Ms. Derickson was still working as a flight attendant for Delta Air Lines when she received a diagnosis of cancer in 2003, her son, Matthew Derickson, said in announcing her death.
On June 14, 1985, when a pair of Lebanese gunmen commandeered a T.W.A. flight from Athens to Rome, Ms. Derickson took the lead in protecting the 152 passengers and crew members.
Though the two hijackers spoke almost no English, Ms. Derickson was able to speak with one of them in German and occasionally calm him by singing a German ballad he requested. She won the hijackers' pity for one passenger by explaining that his daughter had been delivered by a Lebanese doctor.
She also intervened during beatings, often putting herself in harm's way.
"Don't you hit that person," she would shout, a passenger later told The New York Times. "Why do you have to hit those people?"
When a ground crew in Algiers refused to refuel the plane without payment, even when faced with the terrorists' threat to kill passengers, it occurred to Ms. Derickson to offer her Shell credit card. The ground crew charged about $5,500 for 6,000 gallons of fuel.
The most terrifying moment for her, she later told Glamour Magazine, was when the crueler of the two hijackers asked her to marry him.
At one point they asked Ms. Derickson to sort through the passengers' passports to single out people with Jewish-sounding names. Although various news organizations initially reported that she had followed their orders, she in fact hid the passports, her son said. "Everybody looked to her for courage and guidance," Tom Cullins, an architect in Burlington, Vt., who was a hostage on the plane, said in an interview yesterday. "She was clearly in control. She even made demands of the hijackers."
Mr. Cullins added, "We have nothing but the utmost respect for her and a debt of gratitude for really heroic acts."
After about 36 hours, the terrorists released a second wave of hostages, including Ms. Derickson and 65 others, in Algiers. They had already killed a Navy diver, Robert D. Stethem, but his was to be the only death. The hijackers released other hostages over the next 15 days, with the ordeal ending for the last 39 on June 30. It ended after Israel's release of 31 Lebanese prisoners, a fraction of the 766 the hijackers had demanded.

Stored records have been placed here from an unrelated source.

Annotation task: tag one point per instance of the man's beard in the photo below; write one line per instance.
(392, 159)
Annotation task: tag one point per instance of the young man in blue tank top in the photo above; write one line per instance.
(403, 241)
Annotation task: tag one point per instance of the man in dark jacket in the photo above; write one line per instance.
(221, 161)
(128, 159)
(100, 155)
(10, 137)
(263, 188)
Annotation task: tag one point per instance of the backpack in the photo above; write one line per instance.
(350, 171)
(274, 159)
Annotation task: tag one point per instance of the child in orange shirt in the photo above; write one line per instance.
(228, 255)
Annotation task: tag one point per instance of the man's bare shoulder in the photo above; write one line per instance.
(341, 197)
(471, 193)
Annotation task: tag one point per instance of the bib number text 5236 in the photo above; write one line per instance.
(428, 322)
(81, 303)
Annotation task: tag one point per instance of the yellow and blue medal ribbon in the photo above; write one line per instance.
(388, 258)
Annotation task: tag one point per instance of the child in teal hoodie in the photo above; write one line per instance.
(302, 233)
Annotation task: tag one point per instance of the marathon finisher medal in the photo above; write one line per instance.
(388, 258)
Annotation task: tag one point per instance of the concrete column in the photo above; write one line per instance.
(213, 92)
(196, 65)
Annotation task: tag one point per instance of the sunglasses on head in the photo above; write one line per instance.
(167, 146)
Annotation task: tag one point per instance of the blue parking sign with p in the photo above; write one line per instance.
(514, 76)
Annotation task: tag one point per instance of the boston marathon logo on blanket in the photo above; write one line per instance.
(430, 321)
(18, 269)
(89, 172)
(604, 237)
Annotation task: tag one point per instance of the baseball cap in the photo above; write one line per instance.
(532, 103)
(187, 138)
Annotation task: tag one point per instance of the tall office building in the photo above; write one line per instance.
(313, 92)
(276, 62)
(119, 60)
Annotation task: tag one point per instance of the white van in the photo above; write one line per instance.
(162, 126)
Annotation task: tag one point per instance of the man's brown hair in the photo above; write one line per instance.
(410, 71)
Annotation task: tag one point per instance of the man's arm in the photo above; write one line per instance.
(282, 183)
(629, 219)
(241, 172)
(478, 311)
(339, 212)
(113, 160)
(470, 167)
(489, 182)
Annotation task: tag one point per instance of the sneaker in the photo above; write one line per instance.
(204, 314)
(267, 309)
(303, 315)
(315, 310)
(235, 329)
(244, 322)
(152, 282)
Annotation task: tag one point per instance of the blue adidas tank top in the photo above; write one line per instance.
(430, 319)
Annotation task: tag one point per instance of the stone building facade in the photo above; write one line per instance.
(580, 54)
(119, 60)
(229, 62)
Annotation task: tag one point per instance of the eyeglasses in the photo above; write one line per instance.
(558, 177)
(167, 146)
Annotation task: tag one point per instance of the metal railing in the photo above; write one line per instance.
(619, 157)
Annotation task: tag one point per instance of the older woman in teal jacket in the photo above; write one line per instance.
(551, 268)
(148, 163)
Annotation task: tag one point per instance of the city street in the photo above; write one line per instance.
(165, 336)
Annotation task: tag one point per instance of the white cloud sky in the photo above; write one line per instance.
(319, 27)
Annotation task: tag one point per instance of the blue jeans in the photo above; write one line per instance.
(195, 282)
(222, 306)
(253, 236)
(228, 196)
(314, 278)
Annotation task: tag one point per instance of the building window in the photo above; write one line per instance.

Ms. Derickson became the first woman to receive the Silver Cross for Valor, awarded by the Legion of Valor, a veterans organization. "The Taking of Flight 847: The Uli Derickson Story," a 1988 movie that appeared on NBC and featured Lindsay Wagner as Ms. Derickson, received five Emmy nominations.
Ulrike Patzelt was born on Aug. 8, 1944, in Aussig an der Elbe, Czechoslovakia, near the German border, and was raised in Bavaria. She worked as an au pair in Britain and Switzerland before immigrating to Connecticut in 1967.
She began working for T.W.A. a few years later and joined Delta in the early 1990's.
Her husband, Russell G. Derickson, a former pilot, died in 2003. She is survived by her son, of San Diego, and her mother, Marianne Patzelt of Nuremberg, Germany.
Robert D. Stethem was from Waldorf, Maryland.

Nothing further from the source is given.